Все вокруг стола ошеломленно смотрели на него. Белла и ее брат обменялись удивленными взглядами. Ехиэль, приехавший из Натании с женой и двумя детьми, беспокойно заерзал. Шифра, сноха Мендла, в ужасе оглядывалась по сторонам, словно тут появился знак, предвещающий несчастье. Старик нарушил возникшую тишину, поднял свою рюмку и добавил:
— Так пускай новый год будет для нас счастливым. И чтобы дети выросли — это главное. Лехаим!
Сидящие за столом ответили тихим «лехаим» и поднесли рюмки ко рту. Какое-то время в воздухе еще витала растерянность, которая сменила уходящее постепенно остолбенение, но по мере того, как вечер продолжался и продвигался от своего начала к сливовому киселю, напряжение постепенно ослабевало. И когда хозяин дома рассказал анекдот о паре молодоженов, в которой муж в свадебную ночь пошел искать газету у соседей и вернулся под утро, все громко, от души смеялись. Когда был подан кисель, воспоминание о смущающем моменте, внесенном дедом Мендлом, уже потускнело. Ехиэль и его жена запели на польском о девушке с длинной косой, спускающейся к ручью помыть волосы, и о парне, подглядывающем за ней сквозь ветки смородинового куста и не осмеливающемся просить ее о любви.
Возможно, причиной явился кисель или смородиновый куст из песни, а может, что-нибудь совсем другое, только дедушка Мендл снова встал и поднял правую руку так же, как сделал раньше, когда в его руке был бокал вина, и сказал:
— В лагере каждый день двое-трое умирали в своих бараках. Их оттаскивали в угол. Умерший посреди ночи был уже холодным. Тот, кто умер утром, еще не совсем остывал. Но умерший вечером к утру уже начинал вонять. — Шифра поднялась и встала напротив него в порыве протеста, с намерением возразить, но вместо этого просто вышла из-за стола и направилась в соседнюю комнату. Старик посмотрел ей вслед и снова заговорил:
— Однажды я нашел в кармане одного из них картофелину. Ведь мы заглядывали в карманы или забирали у них свитер или носки, что были на них — что, нужны им еще были носки? А картофелина эта — до сегодняшнего дня не знаю, где он ее взял. На кухне он не работал. Потом я пробовал расспрашивать, но никто не мог объяснить. Я съел ее, но так и не понял, откуда у него взялась эта картофелина.

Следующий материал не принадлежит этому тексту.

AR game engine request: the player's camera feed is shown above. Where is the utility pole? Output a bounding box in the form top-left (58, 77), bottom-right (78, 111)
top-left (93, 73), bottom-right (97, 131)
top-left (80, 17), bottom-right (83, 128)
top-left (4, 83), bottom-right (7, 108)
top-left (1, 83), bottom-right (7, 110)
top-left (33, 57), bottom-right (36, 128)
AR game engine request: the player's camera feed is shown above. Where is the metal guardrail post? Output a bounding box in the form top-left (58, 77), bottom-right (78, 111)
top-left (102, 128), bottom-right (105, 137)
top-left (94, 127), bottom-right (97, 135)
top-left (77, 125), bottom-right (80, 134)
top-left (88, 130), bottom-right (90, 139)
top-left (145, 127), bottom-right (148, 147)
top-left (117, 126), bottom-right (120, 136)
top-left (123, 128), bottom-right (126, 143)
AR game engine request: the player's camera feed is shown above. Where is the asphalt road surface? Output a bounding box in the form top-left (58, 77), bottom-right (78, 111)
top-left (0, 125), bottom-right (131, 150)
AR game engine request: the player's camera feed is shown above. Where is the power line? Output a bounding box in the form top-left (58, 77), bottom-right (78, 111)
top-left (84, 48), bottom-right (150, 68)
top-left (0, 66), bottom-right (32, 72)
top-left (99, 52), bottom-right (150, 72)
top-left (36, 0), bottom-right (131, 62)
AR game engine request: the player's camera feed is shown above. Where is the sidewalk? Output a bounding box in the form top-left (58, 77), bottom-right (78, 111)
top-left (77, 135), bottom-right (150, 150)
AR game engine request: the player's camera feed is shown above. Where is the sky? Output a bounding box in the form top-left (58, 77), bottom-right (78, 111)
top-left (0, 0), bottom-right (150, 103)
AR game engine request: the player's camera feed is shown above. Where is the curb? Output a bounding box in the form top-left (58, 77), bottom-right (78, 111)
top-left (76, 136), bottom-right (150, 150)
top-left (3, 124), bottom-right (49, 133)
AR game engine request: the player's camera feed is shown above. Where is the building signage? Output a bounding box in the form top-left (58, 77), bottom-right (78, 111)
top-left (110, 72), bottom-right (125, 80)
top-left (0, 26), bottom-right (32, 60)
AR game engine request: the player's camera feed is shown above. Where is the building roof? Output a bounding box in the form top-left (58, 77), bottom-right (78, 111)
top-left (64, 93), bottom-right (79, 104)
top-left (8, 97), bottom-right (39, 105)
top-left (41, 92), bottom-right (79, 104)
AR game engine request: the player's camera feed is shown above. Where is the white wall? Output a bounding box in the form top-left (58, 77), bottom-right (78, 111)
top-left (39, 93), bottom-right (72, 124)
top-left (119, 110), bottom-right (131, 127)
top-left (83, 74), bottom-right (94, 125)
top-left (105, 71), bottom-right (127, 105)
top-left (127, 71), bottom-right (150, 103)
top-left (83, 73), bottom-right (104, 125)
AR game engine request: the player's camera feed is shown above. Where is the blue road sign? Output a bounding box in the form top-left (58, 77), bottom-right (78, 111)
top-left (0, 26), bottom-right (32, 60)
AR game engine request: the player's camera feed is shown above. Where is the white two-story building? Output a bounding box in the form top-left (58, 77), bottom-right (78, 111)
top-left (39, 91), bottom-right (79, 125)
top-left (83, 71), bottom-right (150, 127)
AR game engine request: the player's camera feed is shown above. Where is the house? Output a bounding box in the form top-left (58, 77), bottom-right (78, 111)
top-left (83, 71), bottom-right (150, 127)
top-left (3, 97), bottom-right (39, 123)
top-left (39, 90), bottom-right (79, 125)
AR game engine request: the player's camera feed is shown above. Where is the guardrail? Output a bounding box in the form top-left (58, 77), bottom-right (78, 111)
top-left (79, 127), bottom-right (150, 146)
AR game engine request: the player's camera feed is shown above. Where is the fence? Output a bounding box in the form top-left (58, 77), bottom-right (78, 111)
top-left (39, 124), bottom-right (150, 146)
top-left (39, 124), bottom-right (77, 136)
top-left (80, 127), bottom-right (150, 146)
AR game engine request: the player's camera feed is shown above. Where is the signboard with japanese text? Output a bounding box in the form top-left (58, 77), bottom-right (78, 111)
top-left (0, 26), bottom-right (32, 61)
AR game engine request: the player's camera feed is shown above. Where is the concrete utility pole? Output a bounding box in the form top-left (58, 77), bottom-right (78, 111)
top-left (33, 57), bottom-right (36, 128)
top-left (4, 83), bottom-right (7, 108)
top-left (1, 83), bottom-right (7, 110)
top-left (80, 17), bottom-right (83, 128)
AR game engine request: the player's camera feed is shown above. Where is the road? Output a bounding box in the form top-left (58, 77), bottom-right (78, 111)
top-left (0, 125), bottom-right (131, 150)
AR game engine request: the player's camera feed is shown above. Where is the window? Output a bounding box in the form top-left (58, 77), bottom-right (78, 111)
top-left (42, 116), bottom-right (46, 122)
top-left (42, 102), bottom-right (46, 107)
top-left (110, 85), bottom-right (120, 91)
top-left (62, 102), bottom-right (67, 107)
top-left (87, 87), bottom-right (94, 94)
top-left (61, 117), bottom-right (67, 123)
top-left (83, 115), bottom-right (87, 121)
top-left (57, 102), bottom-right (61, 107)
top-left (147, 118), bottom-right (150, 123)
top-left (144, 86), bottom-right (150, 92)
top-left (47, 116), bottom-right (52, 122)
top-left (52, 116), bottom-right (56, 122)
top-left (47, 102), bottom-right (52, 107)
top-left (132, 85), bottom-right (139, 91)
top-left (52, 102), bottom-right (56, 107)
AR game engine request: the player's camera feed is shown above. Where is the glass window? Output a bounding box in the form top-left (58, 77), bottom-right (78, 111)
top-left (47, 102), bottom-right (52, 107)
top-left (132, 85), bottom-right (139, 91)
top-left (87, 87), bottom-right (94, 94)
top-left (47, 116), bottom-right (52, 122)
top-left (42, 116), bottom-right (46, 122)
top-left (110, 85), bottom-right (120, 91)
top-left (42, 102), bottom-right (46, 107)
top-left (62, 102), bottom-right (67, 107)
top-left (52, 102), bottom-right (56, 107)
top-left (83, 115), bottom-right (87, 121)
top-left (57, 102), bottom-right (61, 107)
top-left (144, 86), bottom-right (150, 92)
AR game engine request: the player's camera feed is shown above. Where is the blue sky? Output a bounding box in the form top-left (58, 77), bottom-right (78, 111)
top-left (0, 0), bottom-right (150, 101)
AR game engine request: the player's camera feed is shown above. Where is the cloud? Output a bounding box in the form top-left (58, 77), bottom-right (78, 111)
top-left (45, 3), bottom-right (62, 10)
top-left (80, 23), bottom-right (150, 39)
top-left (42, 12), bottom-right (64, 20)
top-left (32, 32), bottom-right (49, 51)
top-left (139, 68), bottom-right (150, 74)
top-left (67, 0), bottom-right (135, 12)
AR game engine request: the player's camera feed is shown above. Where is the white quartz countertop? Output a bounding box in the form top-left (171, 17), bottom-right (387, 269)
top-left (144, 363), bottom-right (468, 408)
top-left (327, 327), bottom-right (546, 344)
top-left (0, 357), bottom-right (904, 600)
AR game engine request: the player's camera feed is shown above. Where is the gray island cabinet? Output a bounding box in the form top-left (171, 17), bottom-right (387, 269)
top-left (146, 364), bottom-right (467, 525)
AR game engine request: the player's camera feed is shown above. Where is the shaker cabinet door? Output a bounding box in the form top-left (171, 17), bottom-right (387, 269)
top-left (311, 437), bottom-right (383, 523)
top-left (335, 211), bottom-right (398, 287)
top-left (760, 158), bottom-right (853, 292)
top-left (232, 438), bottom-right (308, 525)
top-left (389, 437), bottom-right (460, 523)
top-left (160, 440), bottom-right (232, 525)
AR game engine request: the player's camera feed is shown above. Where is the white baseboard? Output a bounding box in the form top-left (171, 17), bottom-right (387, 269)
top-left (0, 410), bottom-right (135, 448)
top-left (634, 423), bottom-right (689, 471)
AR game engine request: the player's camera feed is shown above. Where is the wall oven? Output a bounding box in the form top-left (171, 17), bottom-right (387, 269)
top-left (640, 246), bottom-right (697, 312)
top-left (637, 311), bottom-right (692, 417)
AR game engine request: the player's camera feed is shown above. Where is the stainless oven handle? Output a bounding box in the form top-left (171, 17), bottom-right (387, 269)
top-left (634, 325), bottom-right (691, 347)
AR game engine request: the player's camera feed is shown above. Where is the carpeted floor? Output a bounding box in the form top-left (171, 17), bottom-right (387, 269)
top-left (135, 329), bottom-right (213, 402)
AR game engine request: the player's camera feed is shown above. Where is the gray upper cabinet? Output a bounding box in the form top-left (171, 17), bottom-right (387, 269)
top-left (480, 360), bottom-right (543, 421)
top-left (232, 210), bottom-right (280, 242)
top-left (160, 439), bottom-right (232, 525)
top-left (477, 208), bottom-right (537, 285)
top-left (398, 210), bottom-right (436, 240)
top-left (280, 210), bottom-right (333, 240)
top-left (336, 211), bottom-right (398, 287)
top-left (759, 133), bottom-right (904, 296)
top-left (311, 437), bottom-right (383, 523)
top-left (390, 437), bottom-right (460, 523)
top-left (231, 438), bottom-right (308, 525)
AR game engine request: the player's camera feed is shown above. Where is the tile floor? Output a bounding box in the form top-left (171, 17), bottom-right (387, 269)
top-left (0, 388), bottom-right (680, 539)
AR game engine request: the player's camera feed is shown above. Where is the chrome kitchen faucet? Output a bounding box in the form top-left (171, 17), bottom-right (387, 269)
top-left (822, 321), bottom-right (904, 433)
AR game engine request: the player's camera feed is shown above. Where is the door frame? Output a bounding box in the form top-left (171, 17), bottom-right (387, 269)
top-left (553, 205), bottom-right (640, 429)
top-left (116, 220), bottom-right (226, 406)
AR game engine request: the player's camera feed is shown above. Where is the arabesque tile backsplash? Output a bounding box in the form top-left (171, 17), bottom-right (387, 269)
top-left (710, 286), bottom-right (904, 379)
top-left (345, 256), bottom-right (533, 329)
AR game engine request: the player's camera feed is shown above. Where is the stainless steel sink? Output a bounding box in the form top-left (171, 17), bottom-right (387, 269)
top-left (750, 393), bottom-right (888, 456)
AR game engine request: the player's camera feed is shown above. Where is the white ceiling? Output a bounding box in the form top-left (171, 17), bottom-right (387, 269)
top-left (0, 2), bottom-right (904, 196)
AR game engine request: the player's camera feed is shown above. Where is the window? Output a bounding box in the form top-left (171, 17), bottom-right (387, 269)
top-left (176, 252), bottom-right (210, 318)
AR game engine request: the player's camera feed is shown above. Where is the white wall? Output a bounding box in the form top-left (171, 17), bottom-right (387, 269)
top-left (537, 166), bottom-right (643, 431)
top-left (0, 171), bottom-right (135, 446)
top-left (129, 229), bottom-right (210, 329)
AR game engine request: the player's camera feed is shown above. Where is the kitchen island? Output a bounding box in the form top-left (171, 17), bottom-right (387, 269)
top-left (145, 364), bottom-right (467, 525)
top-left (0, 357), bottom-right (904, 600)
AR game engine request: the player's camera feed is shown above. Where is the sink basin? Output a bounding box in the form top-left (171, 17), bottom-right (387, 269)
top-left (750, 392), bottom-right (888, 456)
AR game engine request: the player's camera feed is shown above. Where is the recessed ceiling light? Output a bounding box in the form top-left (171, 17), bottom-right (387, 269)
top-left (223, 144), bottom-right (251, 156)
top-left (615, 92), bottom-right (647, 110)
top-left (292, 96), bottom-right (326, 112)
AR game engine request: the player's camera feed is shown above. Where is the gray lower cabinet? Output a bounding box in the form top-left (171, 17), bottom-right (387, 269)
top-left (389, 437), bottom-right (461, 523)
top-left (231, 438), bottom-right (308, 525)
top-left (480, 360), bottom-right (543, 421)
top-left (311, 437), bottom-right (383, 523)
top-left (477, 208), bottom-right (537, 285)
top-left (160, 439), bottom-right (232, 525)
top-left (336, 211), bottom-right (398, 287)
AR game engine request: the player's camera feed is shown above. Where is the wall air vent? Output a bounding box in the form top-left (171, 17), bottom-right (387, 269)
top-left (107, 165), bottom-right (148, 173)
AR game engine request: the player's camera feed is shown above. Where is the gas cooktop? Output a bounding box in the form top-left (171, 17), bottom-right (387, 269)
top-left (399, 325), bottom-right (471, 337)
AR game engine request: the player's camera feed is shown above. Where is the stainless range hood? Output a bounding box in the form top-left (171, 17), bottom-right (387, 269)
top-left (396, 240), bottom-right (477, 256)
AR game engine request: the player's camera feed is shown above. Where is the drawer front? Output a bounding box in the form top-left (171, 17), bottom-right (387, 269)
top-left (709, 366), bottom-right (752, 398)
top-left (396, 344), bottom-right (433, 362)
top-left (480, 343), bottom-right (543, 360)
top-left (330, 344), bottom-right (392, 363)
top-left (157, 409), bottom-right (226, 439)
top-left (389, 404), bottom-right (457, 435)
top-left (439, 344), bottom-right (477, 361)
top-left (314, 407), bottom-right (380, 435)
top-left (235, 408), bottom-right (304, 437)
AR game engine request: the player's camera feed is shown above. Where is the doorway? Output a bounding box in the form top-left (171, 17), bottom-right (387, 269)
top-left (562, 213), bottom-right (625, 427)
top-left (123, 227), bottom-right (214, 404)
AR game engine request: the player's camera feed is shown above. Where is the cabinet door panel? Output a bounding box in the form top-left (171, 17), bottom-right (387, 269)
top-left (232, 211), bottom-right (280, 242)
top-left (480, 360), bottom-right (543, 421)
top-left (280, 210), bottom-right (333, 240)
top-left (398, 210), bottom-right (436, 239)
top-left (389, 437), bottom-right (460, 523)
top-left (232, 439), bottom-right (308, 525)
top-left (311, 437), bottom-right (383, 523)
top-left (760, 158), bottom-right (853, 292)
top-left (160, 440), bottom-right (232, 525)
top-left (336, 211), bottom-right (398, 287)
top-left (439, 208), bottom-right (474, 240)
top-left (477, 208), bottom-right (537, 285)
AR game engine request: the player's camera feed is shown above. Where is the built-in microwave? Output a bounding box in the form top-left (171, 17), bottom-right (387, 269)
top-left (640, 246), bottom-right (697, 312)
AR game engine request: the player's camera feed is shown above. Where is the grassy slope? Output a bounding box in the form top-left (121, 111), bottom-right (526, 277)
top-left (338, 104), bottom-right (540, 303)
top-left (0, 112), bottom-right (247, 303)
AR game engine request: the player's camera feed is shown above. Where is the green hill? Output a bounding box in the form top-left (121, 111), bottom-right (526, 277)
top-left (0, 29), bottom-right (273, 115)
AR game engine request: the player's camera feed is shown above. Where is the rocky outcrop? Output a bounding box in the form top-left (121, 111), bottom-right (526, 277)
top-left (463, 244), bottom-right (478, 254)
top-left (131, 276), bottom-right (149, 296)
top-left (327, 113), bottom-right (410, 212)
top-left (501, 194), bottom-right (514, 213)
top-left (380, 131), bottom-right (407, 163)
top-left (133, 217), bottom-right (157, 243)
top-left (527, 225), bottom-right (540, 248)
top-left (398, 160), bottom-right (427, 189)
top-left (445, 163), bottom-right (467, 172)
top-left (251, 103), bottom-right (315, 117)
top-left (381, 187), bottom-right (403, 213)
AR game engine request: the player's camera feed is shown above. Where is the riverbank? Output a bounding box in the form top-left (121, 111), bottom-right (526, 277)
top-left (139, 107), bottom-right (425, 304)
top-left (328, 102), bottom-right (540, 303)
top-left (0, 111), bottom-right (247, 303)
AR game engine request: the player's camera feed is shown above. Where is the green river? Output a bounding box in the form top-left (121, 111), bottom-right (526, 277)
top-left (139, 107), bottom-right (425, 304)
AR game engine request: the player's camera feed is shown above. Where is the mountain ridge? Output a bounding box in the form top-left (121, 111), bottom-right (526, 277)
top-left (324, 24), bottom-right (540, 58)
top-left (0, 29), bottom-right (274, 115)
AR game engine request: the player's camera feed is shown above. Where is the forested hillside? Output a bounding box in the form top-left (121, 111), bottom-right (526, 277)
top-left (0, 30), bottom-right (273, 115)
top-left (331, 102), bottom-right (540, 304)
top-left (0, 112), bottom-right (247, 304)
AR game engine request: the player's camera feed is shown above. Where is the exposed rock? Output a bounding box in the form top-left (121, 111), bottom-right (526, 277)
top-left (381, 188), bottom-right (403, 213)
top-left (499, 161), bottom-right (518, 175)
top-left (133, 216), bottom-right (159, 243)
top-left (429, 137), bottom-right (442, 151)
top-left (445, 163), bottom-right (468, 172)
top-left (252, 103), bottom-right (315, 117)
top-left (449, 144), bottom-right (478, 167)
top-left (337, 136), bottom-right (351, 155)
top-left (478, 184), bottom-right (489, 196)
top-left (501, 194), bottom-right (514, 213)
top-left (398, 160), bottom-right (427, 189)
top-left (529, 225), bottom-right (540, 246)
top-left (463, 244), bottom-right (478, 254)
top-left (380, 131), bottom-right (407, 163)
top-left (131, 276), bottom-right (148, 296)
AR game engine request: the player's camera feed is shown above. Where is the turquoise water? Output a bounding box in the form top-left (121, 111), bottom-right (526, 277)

Сын, Мордехай, попытался заставить его замолчать. Первоначальное оцепенение уже прошло, и теперь слова находились легче:
— Папа, сегодня праздник. Мы будем радоваться и есть, а не вспоминать подобные вещи. В праздник нужно вспоминать о хорошем.
— Но откуда у него взялась картофелина, я тебя спрашиваю. Может, ты читал что-нибудь? Может, ты понимаешь?
— Нет. Понятия не имею. Вон Белла несет пирог. Смотрите, какой пирог! Это означает, что у нас весь год будут пироги. — Он вспомнил что-то и весело сказал Хаяле, что для нее это последний год в гимназии. — Правда, это добрый знак, что у нас весь год будут такие пироги? — Но туча уже повисла над ними. Даже дети чувствовали ее.
Годы, прошедшие с тех пор, постепенно притупили их реакцию. Это превратилось в привычку: за накрытым столом в субботние и праздничные вечера, в дни рождения дедушка Мендл рассказывал о трупах людей, падавших на улицах гетто, и прохожих, которые переступали через них, или снимали с них обувь, или перекатывали их ногами в сторону, к стене, и прикрывали газетами; об умирающих от голода с раздутыми животами и запавшими глазами; о человеке, который, не выдержав мучений, бросился на забор, находившийся под электрическим напряжением, и за одну секунду превратился в кусок угля; о другом человеке, который, попав в лагерь, увидел своего младшего брата, висящего в воротах; и о человеке, сортировавшем одежду умерших и нашедшем платье своей жены, перед которого был вышит цветами из жемчужин, платье, которое он купил ей, когда родился их сын, и ошибиться было невозможно из-за укороченного низа, подшитого красноватыми нитками. И когда немец увидел, что человек замешкался с платьем в руках, он заподозрил, что тот замышляет украсть жемчужины, и ударил его плетью по затылку. И о парне, перебрасывающем трупы к месту сожжения, который нашел среди мертвых свою мать. Родные позволяли ему говорить, не давая его словам дойти до их сердца. Когда он вставал и поднимал правую руку, держащую бокал, они уже знали, что пришел тот самый момент. Дети шли к своим играм; хозяйка дома вставала и, чтобы не терять зря время, собирала посуду. Другие начинали переговариваться шепотом или погружались в собственные размышления, воспринимая следующие мгновения, как разгулявшуюся бурю, которая еще немного и уйдет дальше, как самолет, который в считанные секунды умчится и унесет с собой свой шум.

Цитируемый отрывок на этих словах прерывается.